Raphaël Poulain désire lever le tabou présent quant à la dépression chez les sportifs de haut niveau. L’ancien joueur du Stade Français a pris sa retraite à seulement 25 ans. Il a évoqué sa dépression ainsi que son souhait d’aider les athlètes de haut niveau ayant traversé ou traversant cette phase.

Comment les sportifs de haut niveau parviennent-ils à mettre des mots sur leurs maux ?

Ça prend du temps. Ça prend du temps parce qu’il y a le déni et la vulnérabilité. Et puis les mots. Aujourd’hui, ce sont 140 caractères, voire 280. Donc l’idée, c’est de prendre un petit peu le temps de la réflexion, de se connaître, de s’apprendre et puis d’accepter sa vulnérabilité, d’accepter de ressentir sa colère. Je pense que si les sportifs d’aujourd’hui s’ouvrent à ça, ils humanisent beaucoup de choses dans la performance et cela sert aussi pour la génération qui arrive, qui a peut-être besoin de plus d’aventures humaines « vraies » que de médailles ou de rails de coke de manière caricaturale.

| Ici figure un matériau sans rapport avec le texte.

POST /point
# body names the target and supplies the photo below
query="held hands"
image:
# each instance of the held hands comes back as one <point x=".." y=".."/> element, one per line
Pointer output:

Comment avez-vous été accompagné lors de vos blessures ?

Quand j’étais blessé, mes kinés étaient mes psys. Même si on ne parlait pas de psychologie dans le sport, on commence à ouvrir les vannes. Et puis, il y a aussi cette invulnérabilité, donc on n’est pas faible, tout va bien, on est sur les rails. A l’époque, on parle d’un rugby, qui, il y a 15, 20 ans, se découvrait au niveau professionnel, très patriarcal, très masculin, avec des couilles et du cœur. La vulnérabilité était vue comme une faiblesse alors que c’est une putain de force. Mais moi, j’ai joué ce rôle de mec gaillard, les dieux du stade. Les dieux, ça ne me va pas. Il y a un moment où il faut accepter de crever une bonne fois pour toutes sur les excès qu’on a vécus pour vivre d’autres choses. Il faut accepter de désacraliser ça, de tomber très bas pour ensuite revenir.

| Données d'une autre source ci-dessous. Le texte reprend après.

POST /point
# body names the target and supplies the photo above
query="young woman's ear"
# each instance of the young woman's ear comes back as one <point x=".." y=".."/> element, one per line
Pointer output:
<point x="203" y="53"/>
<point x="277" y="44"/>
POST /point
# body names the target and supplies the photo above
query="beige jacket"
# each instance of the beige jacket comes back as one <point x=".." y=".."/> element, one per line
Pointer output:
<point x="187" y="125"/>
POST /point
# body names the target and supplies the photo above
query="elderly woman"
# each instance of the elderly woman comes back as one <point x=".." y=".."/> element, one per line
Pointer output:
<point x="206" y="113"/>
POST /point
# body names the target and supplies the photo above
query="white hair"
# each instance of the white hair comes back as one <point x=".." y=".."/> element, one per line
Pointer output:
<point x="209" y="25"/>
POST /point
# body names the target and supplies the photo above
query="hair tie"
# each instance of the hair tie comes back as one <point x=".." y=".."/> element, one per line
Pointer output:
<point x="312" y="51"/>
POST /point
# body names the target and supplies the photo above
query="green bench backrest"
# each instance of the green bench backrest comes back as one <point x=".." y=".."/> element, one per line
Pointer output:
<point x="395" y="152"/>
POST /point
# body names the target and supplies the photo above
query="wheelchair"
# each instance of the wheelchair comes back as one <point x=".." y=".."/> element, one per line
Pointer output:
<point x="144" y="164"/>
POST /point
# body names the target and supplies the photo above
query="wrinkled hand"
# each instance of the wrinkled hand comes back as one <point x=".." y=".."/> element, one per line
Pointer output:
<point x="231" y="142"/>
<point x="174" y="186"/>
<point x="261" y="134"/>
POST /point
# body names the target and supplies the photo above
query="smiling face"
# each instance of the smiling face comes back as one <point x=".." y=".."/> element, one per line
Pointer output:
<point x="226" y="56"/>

C’est pour ça que ce n’est pas facile d’en parler. On vous a conditionné à ne rien ressentir, à tout garder pour la performance et à ne pas exposer vos faiblesses ?

On est conditionné, mais ça va au-delà du sport. Ça touche à 2 000 ans de patriarcat. Et puis il y a tout ce côté mythologique qu’on voit dans le sport. La responsabilité, c’est celle des sportifs, sportives et des médias. Je parle de responsabilité et non de culpabilité. Quand j’ai sorti mon bouquin Quand j’étais Superman, c’est l’aspect mythologique qui fait rêver les foules. Sauf que, derrière, quand on gratte un peu, on est humain comme tout le monde.

« On est tous différents mais on a tous des failles »

C’est un cheminement qu’il faut avoir…

Qu’il faut ou pas. Mais je pense que l’idée du voyage initiatique est géniale, qu’on vit toutes et tous. A un moment donné, il s’agit de se regarder en face, d’apprendre, que nous a-t-on vendu comme réussite humaine, est-ce que c’est l’argent, la gloire, la notoriété ? On est tous en train de se rendre compte que la réussite, ce n’est pas le paraître. On en est vite revenu avec cette notion de paraître que l’on voit avec les influenceurs. La réussite humaine, pour votre génération, c’est d’accepter les différences et de fonctionner ensemble. Et puis, il y a urgence, parce que les comportements excessifs viennent de ma génération et celle d’avant. Donc, au bout d’un moment, il faut casser les codes, mettre les pieds dans le plat et se poser les bonnes questions.

Vous pensez que les générations d’aujourd’hui sont plus préparées, plus ouvertes ?

Ouvertes, sûrement parce que ce n’est pas une cause qui est dans une forme de matraquage médiatique. Et puis, vous avez encore les vannes ouvertes, c’est ça qui est génial ! Tandis que pour ma génération, il faut commencer à y aller au pied de biche pour enlever certaines croyances un peu stupides autour de la vulnérabilité. On est tous différents, mais on a tous des failles. Votre génération a cette responsabilité que la mienne n’avait pas quand j’avais 20 ou 25 ans. Je m’en fichais, tant que ma réussite était présente. Sauf que, à 40 ans, la volonté, c’est peut-être la transmission pour votre génération en mettant en garde sur certaines dérives.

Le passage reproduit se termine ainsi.